At the turn of the century, there was no conservation, and no money was put into preserving habitats. People would kill “sacks and sacks of ducks” without a thought for the future, Couch said.

That all changed when Ducks Unlimited was formed in 1937, he said.

“It became paramount to preserving duck hunting as we know it today, Couch said, adding that imposing federal guidelines on harvesting numbers was critical at that point.

In 1955, the U.S. Fish and Wildlife Service estimated the breeding populations of the 10 most common ducks to be 42.7 million. By 1987, that number had dropped to 30.3 million, according to agency reports.

Couch said that in the 1970s, the federal government moved away from a two-duck limit to a point system, where in one day a hunter could harvest 100 points of ducks; a hen at the time was 95 points. Conservation guidelines also limited hunters to one mallard a day, “which is the Cadillac of ducks, if you will, and is the primary duck we have here in Arkansas,” Couch said.

“Those efforts have brought us to where we are now, and we have a six-duck limit, four of which can be mallards,” he said.
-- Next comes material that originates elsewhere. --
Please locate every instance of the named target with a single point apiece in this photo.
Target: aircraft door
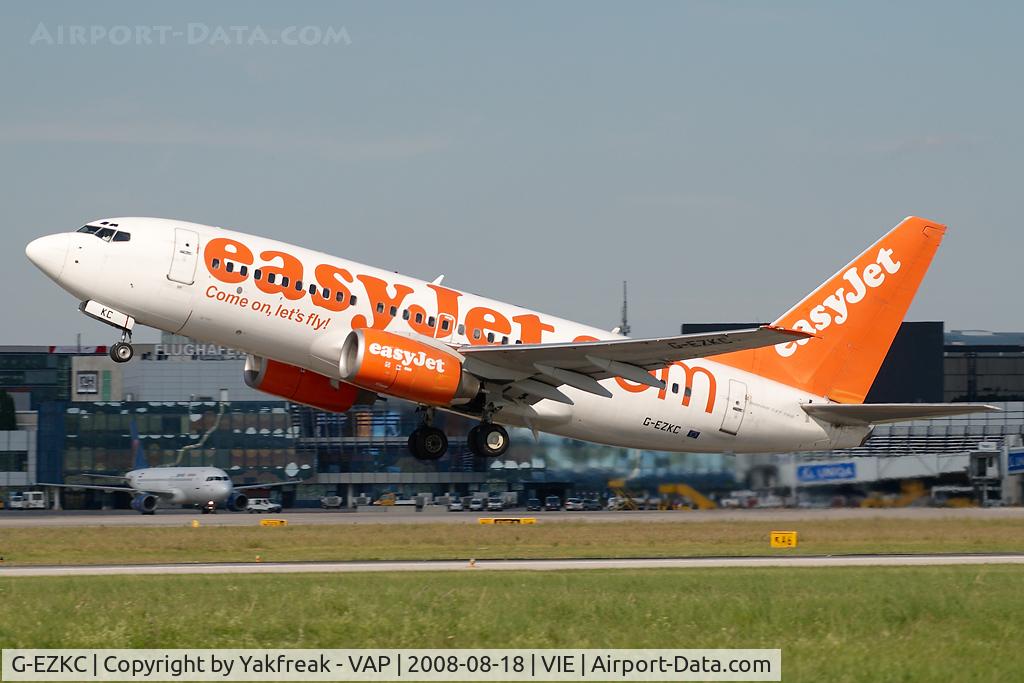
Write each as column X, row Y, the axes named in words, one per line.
column 185, row 256
column 735, row 408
According to the 2019 U.S. Fish and Wildlife Service’s waterfowl population report, the total duck population is estimated to be 38.9 million, down 6 percent from 41.2 million

in 2018. However, the 2019 estimate is 10 percent higher than the long-term average from 1955-2018.
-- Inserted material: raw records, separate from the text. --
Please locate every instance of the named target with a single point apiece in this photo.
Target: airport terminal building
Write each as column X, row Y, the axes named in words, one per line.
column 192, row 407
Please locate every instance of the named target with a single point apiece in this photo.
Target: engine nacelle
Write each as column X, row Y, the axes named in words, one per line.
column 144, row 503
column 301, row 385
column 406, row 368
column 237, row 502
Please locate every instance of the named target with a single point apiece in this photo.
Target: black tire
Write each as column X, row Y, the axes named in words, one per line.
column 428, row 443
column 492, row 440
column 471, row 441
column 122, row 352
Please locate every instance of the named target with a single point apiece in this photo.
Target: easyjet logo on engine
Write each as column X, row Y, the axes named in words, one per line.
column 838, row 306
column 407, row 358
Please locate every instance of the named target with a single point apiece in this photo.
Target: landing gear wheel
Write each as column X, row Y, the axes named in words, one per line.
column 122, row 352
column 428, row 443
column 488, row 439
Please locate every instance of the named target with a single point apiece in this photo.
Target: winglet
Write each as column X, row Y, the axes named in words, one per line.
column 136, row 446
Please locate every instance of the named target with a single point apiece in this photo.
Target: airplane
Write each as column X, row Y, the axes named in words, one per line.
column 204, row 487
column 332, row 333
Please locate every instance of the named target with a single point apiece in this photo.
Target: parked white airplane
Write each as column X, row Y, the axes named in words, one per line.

“Ducks Unlimited was the vehicle to promote that and to preserve duck hunting for beyond my generation, and now my grandchildren’s generation, on into the future,” Couch said. “It works out that if I can raise money for Ducks Unlimited, they’ll take those dollars and match it with other dollars that are available through different federal programs, and they can buy open prairie land, and the ducks can safely have offspring and raise them.”

Ducks Unlimited is involved in Canada and Mexico, as well as the United States, and has purchased thousands of acres to protect, restore and enhance waterfowl habitats, according to the Ducks Unlimited website, www.ducks.org.

“One of the key elements that I’m really proud of about Ducks Unlimited is its ratio of each dollar that is raised for DU — 81 cents goes back into conservation and habitat, so the administrative percentage is 19 percent,” Couch said.

The Independence County chapter is probably 40 years old, he said, and the past two years, it has been recognized as being among the top 10 chapters in the state.

The chapter has increased its donations to the national organization, Couch said, thanks to successful events like the golf tournament, which netted just under $5,000 in 2015 and $13,000 last year. The Smokin’ on the White BBQ Contest raised $3,500 in 2015; last year’s event brought in $5,500. The chapter’s largest fundraiser is the Ducks Unlimited banquet — the 2015 event total was $12,000, while last year’s total came in at $19,000, Couch said.

Couch credited the committee who organizes these events: “It’s not the Bill Couch show; it’s our show,” he said. “We work together, and we’re striving to make that top-10 list yet again this year. … It’s all about the ducks.”

Couch said another way people can help is through the license-plate program, which features two designs for Ducks Unlimited.

“That program itself pays $300,000 to our state organization to go toward the national. That’s a lot — that’s almost 100,000 vehicles running around the state of Arkansas with DU license plates. I have three vehicles; they all have Ducks Unlimited license plates on them.”

Couch has served as both an area chairman and a zone chairman for DU over the years and said he’d like to recruit more people to help with the chapter and its events so he can step back.

“I cannot describe to you the feeling of being where ducks want to be,” Couch said. “Ducks imprint, and they go to the same place year after year. They are creatures of habit, so it passes through generations with them. For you to be in the woods and to see ducks wanting to be where you are … that’s the most awesome feeling in the world.”